博多ロック編<198>サンハウスと山善
高校生バンド「田舎者」のボーカル、山部善次郎(通称・山善)が「サンハウス」の柴山俊之と初めて会話をしたのは福岡市・天神の日本楽器福岡店だった。この店に行くと柴山がいた。
山善は声をかけるのが怖かった。それでも勇気を振り絞って恐る恐る柴山に近づいた。聞いた。
「ブルース・ハーモニカのいいアルバムはありませんか」
柴山はぶっきらぼうに答えた。
「『サニー・ボーイ・ウィリアムソン2』はどうか」
山善は「田舎者」のギター、坂東嘉秀と一緒だった。嘉秀は坂東6人兄弟の末っ子。長兄はバンド「バイキング」のマネジャーをしていた。「バイキング」の名前を出した。
「柴山さんの表情が変わりました」
柴山はダンスホール時代、「バイキング」の実力を知っていた。「バイキング」の名前を介して柴山と親しくなり、さらに「サンハウス」のメンバーを知ることになる。
「毎日のようにメンバーの人たちの家を訪問し、そこでレコードをあさり、聴かせてもらった」
ロックの根にあるブルースにも開眼する。
× ×
山善にとって「サンハウス」はスターと同時に兄貴であり、教師だった。よく叱られもした。

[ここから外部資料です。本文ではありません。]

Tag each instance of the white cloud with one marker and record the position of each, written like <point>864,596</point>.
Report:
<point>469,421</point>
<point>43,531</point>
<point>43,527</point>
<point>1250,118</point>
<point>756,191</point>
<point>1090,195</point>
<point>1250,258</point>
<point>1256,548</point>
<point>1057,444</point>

柴山「山部、語りのところでべらべらしゃべるな。おまえはしゃべりすぎだ」
鮎川誠「(レコードから)アバウトに音を取ってはいかん。音は正確にとれ」
篠山哲雄「山部、歌は最初から崩して歌ったらいかん」
博多ロックの先輩から後輩に向けた、厳しさの中にも愛のあるアドバイスだった。初めて日本語ロックを知るのも「サンハウス」を通してだった。山善が作詞をし、坂東が作曲した。オリジナルへの道も「サンハウス」から導かれた。
1974年の同市・明治生命ホールでのライブ「レッツゴー・フォーク」に「田舎者」は「サンハウス」と共に出演している。日本楽器福岡店が無料配布していた冊子の中の「編集後記」には当時のステージをこう書いている。
〈田舎者の演奏では数人の女の子が踊り出し、サンハウスの時にはお客の半分が踊り出す始末〉
山善が力をつけた78年、徳間音楽から当時のバンド「山善&博多パラダイス」にアルバムリリースの話があり、録音までこぎつけた。
「自分の考えている音楽と違った。気に入らなかった。こんなものは残せな
い」
鮎川誠とシーナが「出した方がいい」と説得したが聞かなかった。山善はリリースを断った。24歳の山善に大きな転機が迫っていた。